The next morning, up at 5.45 a.m. for the silent walk in the dark turning to light to Chris O’Brien Lifehouse knowing I would be first again. How much do I love my surgeon who can do that for me. Up to day surgery, off with the day clothes, on with the gowns, husband farewelled back to Unit where we stayed and then…after a brief chat to some of my team in the anaesthetic bay, I remember getting onto the table for this one…and then…not much till I was up and dressed in recovery. And the big shock I got when I looked in the mirror.

How Did The Rest Of May Proceed?

I already knew what recovery looked and felt like. Yes, it was/is painful and yes I had to adapt again to eating differently but I also got a bit ambitious. You see, I had my second skin graft taken from my thigh and it was packed with special seaweed dressing and firmly bandaged (this was a repeat of what happened at November 2017 surgery) and I knew that in 2 weeks I would have a bath and it would soak off.

Until I decided to do some driving..to Sydney to see my Dad and to Gosford to get some cakes from Kyla and I felt something wet and sticky down my leg one evening not even a week post surgery. I admit I panic. But I also have a calm husband, an iphone and a direct line to my HNC nurse. Cate was reassuring, bandage it up a bit more, see how it goes. Nope. No good. I was teary. However, she in her professional way, showed Jonathan the pics and he said, in the bath now. Take it off over time. My husband had bandages and coverings from my 2017 leg wound recovery and that is what we did. Phew.

But still, things were a little more tricky/worrying when on last days in May, I woke feeling something  hard coming through the top of my lip. YIKES. I texted my surgeon. Not something I did lightly and within a few minutes, he rang. He told me it was an area he had put a small stitch in and hoped it would stay.

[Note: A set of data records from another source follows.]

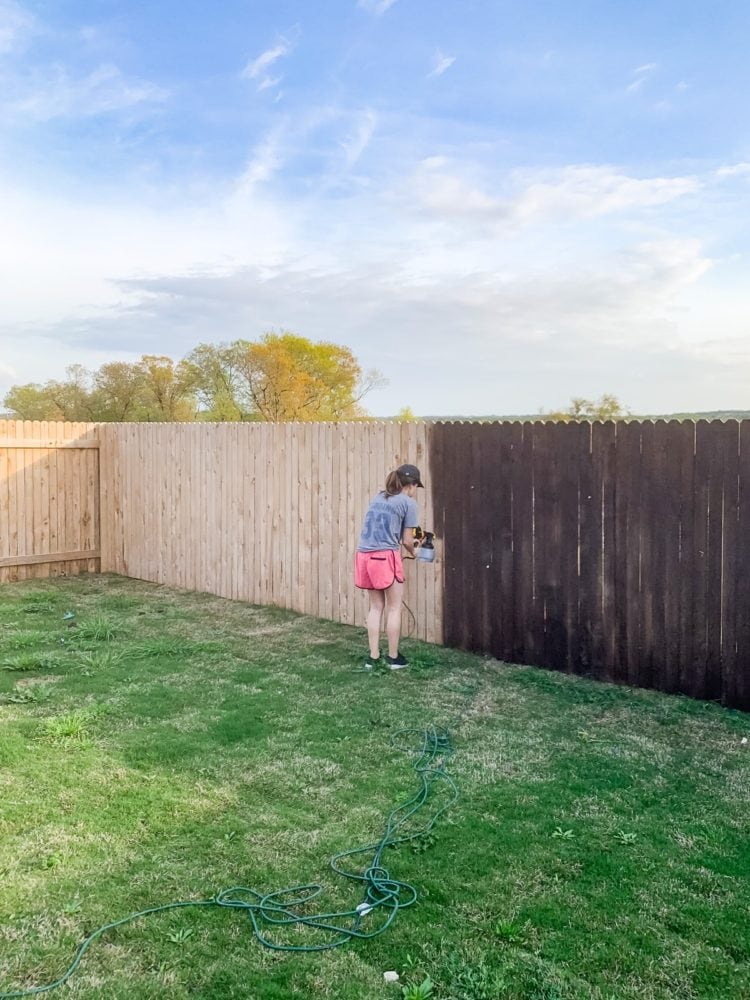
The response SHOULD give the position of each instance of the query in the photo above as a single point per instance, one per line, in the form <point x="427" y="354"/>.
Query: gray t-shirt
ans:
<point x="385" y="521"/>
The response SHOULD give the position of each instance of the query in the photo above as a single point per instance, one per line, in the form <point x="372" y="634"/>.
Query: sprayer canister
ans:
<point x="426" y="554"/>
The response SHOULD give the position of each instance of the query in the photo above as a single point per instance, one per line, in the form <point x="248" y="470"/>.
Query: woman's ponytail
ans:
<point x="393" y="484"/>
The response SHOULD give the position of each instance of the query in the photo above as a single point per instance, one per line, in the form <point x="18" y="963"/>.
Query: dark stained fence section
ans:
<point x="617" y="550"/>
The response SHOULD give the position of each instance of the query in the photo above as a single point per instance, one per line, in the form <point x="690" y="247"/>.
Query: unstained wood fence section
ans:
<point x="49" y="499"/>
<point x="616" y="550"/>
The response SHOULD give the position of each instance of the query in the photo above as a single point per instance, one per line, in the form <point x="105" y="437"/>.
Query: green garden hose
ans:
<point x="383" y="895"/>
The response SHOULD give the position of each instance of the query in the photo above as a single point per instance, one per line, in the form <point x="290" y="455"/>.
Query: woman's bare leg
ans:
<point x="394" y="597"/>
<point x="374" y="617"/>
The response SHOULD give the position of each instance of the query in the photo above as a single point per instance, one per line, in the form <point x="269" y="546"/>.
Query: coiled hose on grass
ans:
<point x="383" y="896"/>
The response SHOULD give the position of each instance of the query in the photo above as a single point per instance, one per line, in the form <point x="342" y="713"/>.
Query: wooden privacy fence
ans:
<point x="267" y="513"/>
<point x="616" y="550"/>
<point x="49" y="499"/>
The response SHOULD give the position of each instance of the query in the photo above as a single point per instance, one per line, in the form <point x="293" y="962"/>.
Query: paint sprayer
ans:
<point x="426" y="541"/>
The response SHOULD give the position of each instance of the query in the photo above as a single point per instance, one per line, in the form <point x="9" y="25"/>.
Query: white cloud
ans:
<point x="376" y="7"/>
<point x="15" y="21"/>
<point x="734" y="170"/>
<point x="441" y="64"/>
<point x="265" y="161"/>
<point x="575" y="192"/>
<point x="105" y="90"/>
<point x="269" y="81"/>
<point x="257" y="68"/>
<point x="357" y="141"/>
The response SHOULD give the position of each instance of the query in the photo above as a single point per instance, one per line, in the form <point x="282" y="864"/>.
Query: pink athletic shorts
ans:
<point x="378" y="570"/>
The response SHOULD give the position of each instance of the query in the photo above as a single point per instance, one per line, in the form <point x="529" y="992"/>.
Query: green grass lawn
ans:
<point x="167" y="745"/>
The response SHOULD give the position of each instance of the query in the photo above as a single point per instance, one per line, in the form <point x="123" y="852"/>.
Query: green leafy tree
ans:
<point x="607" y="407"/>
<point x="167" y="392"/>
<point x="280" y="377"/>
<point x="211" y="373"/>
<point x="406" y="415"/>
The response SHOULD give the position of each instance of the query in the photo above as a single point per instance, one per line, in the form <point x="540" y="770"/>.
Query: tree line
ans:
<point x="281" y="376"/>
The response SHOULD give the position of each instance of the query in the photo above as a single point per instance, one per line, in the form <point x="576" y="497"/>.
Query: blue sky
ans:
<point x="498" y="205"/>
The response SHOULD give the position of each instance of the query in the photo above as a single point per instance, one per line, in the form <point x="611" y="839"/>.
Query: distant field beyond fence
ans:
<point x="618" y="550"/>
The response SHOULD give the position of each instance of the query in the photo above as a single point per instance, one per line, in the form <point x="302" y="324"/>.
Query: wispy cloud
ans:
<point x="359" y="139"/>
<point x="265" y="161"/>
<point x="7" y="371"/>
<point x="257" y="69"/>
<point x="640" y="75"/>
<point x="15" y="21"/>
<point x="376" y="7"/>
<point x="105" y="90"/>
<point x="734" y="170"/>
<point x="575" y="192"/>
<point x="441" y="64"/>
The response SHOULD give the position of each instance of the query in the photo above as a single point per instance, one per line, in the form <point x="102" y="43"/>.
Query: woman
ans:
<point x="388" y="525"/>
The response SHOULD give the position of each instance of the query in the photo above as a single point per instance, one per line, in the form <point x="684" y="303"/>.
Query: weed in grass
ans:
<point x="72" y="729"/>
<point x="29" y="695"/>
<point x="93" y="661"/>
<point x="38" y="608"/>
<point x="472" y="977"/>
<point x="97" y="629"/>
<point x="420" y="991"/>
<point x="422" y="843"/>
<point x="168" y="646"/>
<point x="625" y="838"/>
<point x="508" y="931"/>
<point x="27" y="661"/>
<point x="559" y="834"/>
<point x="24" y="640"/>
<point x="180" y="936"/>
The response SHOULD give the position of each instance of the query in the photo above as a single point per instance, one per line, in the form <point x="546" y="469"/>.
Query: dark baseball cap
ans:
<point x="410" y="474"/>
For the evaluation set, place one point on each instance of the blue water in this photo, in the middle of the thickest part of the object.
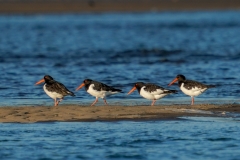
(186, 139)
(119, 49)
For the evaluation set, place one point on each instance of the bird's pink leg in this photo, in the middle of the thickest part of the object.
(59, 101)
(153, 102)
(105, 101)
(192, 101)
(94, 101)
(55, 102)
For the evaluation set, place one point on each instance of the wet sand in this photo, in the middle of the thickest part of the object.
(72, 113)
(63, 6)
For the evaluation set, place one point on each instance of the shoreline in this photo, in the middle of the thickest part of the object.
(80, 6)
(77, 113)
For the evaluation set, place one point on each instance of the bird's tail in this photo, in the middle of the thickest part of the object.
(170, 91)
(117, 90)
(211, 86)
(71, 93)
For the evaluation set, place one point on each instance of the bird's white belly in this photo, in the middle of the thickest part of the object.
(53, 95)
(149, 95)
(100, 94)
(192, 92)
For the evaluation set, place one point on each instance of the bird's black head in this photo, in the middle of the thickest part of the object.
(139, 85)
(47, 78)
(181, 77)
(87, 81)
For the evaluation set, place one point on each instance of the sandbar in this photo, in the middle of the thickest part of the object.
(78, 113)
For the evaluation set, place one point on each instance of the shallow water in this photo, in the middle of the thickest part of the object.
(186, 138)
(119, 49)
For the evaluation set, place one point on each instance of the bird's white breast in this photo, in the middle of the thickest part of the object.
(151, 95)
(53, 95)
(193, 91)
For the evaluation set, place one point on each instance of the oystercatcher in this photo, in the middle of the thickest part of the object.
(151, 91)
(54, 89)
(189, 87)
(98, 90)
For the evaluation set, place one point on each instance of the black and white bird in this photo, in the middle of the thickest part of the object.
(151, 91)
(189, 87)
(98, 90)
(54, 89)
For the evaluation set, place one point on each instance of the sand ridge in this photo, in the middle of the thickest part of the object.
(71, 113)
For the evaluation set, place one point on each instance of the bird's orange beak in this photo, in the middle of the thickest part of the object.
(39, 82)
(80, 86)
(133, 89)
(175, 80)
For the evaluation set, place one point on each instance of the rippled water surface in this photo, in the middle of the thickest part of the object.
(119, 49)
(186, 138)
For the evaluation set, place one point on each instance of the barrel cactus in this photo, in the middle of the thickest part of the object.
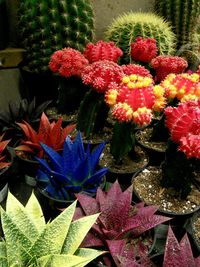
(183, 16)
(48, 25)
(126, 28)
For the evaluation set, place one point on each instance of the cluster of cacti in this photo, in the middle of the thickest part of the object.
(183, 86)
(144, 49)
(47, 26)
(135, 99)
(183, 151)
(183, 16)
(102, 51)
(126, 28)
(165, 65)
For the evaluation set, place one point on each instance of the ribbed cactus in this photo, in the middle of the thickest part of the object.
(183, 16)
(48, 25)
(126, 28)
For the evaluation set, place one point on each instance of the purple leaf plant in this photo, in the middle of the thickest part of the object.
(118, 224)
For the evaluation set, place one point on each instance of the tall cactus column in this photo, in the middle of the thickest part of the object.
(183, 16)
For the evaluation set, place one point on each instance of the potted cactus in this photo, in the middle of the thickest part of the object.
(37, 243)
(75, 170)
(50, 133)
(133, 104)
(178, 175)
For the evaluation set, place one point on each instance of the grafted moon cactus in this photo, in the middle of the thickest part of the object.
(135, 99)
(183, 86)
(102, 51)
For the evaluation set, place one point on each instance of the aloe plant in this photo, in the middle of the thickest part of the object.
(73, 171)
(179, 254)
(49, 133)
(29, 241)
(119, 220)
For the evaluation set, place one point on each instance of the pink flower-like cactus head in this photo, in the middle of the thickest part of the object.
(135, 99)
(183, 86)
(68, 62)
(165, 65)
(102, 51)
(102, 75)
(144, 49)
(183, 123)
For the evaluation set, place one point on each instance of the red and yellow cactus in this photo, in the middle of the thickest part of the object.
(183, 123)
(144, 49)
(135, 100)
(68, 62)
(102, 51)
(102, 75)
(183, 86)
(165, 65)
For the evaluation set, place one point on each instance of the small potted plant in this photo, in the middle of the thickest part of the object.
(123, 228)
(75, 170)
(176, 181)
(133, 104)
(49, 133)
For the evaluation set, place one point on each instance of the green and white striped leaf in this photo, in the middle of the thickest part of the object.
(17, 243)
(52, 238)
(61, 261)
(16, 211)
(77, 232)
(35, 213)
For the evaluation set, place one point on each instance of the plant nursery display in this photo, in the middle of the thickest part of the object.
(100, 157)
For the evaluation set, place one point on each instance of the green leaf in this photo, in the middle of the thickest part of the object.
(17, 242)
(77, 231)
(61, 260)
(52, 238)
(16, 211)
(34, 210)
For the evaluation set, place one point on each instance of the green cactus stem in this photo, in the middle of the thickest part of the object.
(48, 25)
(126, 28)
(183, 16)
(92, 113)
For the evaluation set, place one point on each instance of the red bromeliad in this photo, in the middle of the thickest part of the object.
(183, 86)
(49, 133)
(135, 99)
(144, 49)
(67, 62)
(165, 65)
(102, 51)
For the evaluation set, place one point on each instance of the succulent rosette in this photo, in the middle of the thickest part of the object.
(67, 62)
(144, 49)
(102, 75)
(165, 65)
(135, 100)
(102, 51)
(183, 86)
(183, 123)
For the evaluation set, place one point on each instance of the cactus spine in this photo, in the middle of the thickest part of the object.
(49, 25)
(126, 28)
(183, 16)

The hard thing I could feel was the stent, not as I initially thought the ‘jaw’ and he said he would let my prosthodontist know and he would get back to me.

He did. I went to Sydney that day and was somewhat reassured that I could watch it, apply some anti biotic cream I think, and the prosthodontist said maybe another surgery (!) or it might close up by itself. Over time it did. Phew. Skin! Very grateful it grew.

Oh gosh. What’s next?

June 2018 into 2019 that’s what!

Thank you for sticking with my story. It’s been a good way to remember how far I have come, and I have greater appreciation for my courage and fortitude at the time even more, three years after this happened.

Denyse.

Linking up here with Leanne for Lovin Life Linky

Joining with Natalie here for Weekend Coffee Share.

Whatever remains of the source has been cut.